So asks Forbes' Mike Ozanian the day after the inaugural College Football National Title Game.

Leading 35-20 with 1:43 left in the game, Ohio State was set to go for it on 4th-and-1 from inside Oregon's 5-yard line. Before the snap, two Oregon defensive linemen jumped offside, giving the Buckeyes a first down and the ballgame. Tradition says you line up in victory formation, take a knee, shake hands and celebrate. Instead, Urban Meyer and his Ohio State Buckeyes kept running plays, scoring again with 28 seconds left. "I didn't even think about taking a knee... we play to win," Meyer said.

The move has some people asking questions. The Washington Post's Des Bieler asked, "Should Ohio State have taken a knee at the end of the title game?" Tim Brown of The Oregonian asked, "Did the Buckeyes need to score, or was the call meant to be an insult to the Oregon Ducks? Were Meyer and his players putting a final exclamation point on a big win, or were they simply running up the score and trying to embarrass an Oregon team that everyone thought would cruise to a title victory?"

Ozanian's question on Forbes.com was more pointed: "Was God Urban Meyer's Inspiration For Running Up The Score Against Oregon?" Like it or not, Ozanian gets to bring God into the conversation because Urban Meyer brought God into the conversation. Meyer, like many athletes and coaches, has been outspoken about his Christian faith. Ozanian also mentions Urban's involvement with the Christian leadership book, Lead... For God's Sake, which Urban Meyer called one of the most "powerful" books he's ever read, eventually penning the foreword for the paperback release.

Was it right? Was it wrong? Was it God?
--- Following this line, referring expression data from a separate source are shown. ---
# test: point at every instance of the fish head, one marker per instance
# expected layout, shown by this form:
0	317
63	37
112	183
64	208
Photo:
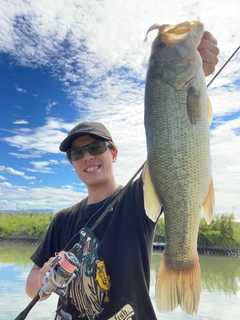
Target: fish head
174	55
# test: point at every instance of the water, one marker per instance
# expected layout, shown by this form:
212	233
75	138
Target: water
220	297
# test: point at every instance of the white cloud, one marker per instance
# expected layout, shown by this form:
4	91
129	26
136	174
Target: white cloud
21	90
96	50
16	172
6	184
20	122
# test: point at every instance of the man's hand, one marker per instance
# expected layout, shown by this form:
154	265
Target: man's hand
209	51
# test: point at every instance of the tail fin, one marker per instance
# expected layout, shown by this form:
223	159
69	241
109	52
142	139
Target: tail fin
181	287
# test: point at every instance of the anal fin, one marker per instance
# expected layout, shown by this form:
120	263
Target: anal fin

These are the wrong questions.

Running up the score has cultural meaning -- it makes a statement. The real question is what did it mean?

What does it mean to Urban Meyer, that he broke with tradition and piled on another touchdown? It's not the first time he's dealt with the question. Is he just a fiery competitor, or is he involved in the kind of competitive environment in which human beings have lost all perspective?
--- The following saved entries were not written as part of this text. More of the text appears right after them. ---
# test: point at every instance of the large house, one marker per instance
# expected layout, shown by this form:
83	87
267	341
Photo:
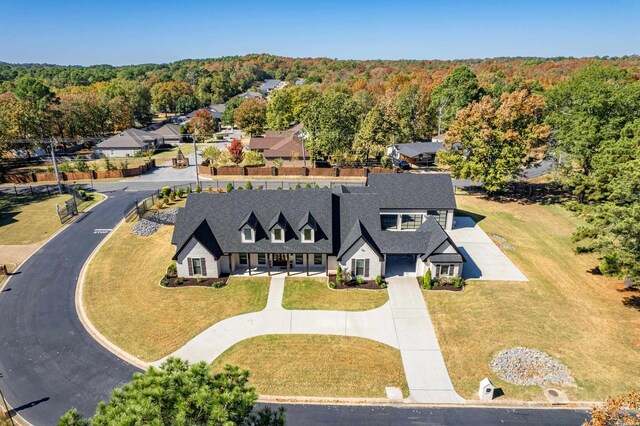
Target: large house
395	225
127	143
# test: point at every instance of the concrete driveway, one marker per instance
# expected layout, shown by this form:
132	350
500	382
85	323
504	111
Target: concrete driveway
484	260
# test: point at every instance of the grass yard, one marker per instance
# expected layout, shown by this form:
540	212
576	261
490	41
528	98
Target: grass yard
126	304
564	309
27	220
313	293
313	365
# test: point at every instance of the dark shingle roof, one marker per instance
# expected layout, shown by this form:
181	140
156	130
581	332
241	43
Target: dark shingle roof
413	191
223	210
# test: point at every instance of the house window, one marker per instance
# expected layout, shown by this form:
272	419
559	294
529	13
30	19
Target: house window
196	266
278	235
411	221
247	235
439	215
389	222
445	270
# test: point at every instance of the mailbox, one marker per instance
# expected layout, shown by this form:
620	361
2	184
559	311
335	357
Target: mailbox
486	389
What does it mean to coaches and players who are so outspoken about their Christianity? Could it mean, given involving God in sports can so quickly devolve into an unhealthy dynamic (see also: "Tebowing"), that we had best not implicate God in the games we play?

What does it mean for Ohio State that in the championship moment, the adults surrounding these student athletes taught them that victors rub their opponent's noses in it?

What does it mean for college football, already a multi-billion-dollar a year industry?

Those two questions actually go quite well together, because Ohio State Football is a good example of why the question of right and wrong is irrelevant for college athletics. For college football, in fact, the lines between right and wrong have long since disappeared.

My evidence? Rewind the Ohio State vs. Oregon championship game to the coin toss where former Ohio State coach Jim Tressel -- also an outspoken Christian -- was looking on with the rest of the most recent class of inductees to the College Football Hall of Fame. This is the Jim Tressel who resigned after years of NCAA violations (alleged cash and cars and no-show jobs for players, memorabilia for cash and tattoos, and so on), resulted in three years of probation, and in Ohio State having to vacate all of their wins from the 2010 season. According to Sports Illustrated, the violations were wide ranging, involved scores of players including Terrelle Pryor, Troy Smith, and Maurice Clarett, and were part of a pattern reaching all the way back to his years at Youngstown State. That Jim Tressel is now in the hall of fame.

And, how about the impact of the three years of probation? Well, the sanctions were so devastating and effective that Ohio State wasn't able to make it to the national championship game until one month following the end of their probation (it ended Dec. 19, 2014, just 24 days before the national championship game).

Read more: Right and wrong no longer play a big role in the future of college football.

In the end, running up the score with your star players still in the game, in the final seconds of a game that was not longer being contested didn't even register to Urban Meyer. This may not be technically wrong, but it's lame. It's the punch that Ali never threw Sonny Liston. It's what the great ones never do. So, let's leave God out of it.

This much I do know. Running up the score has cultural meaning, and that meaning speaks nothing of the gospel to which Christians are committed. For me, as the father of two little boys who is working like crazy to raise them to be honorable men, it means I need to find ways to keep my little men from listening to these big men, because I'm not okay with what their actions are saying.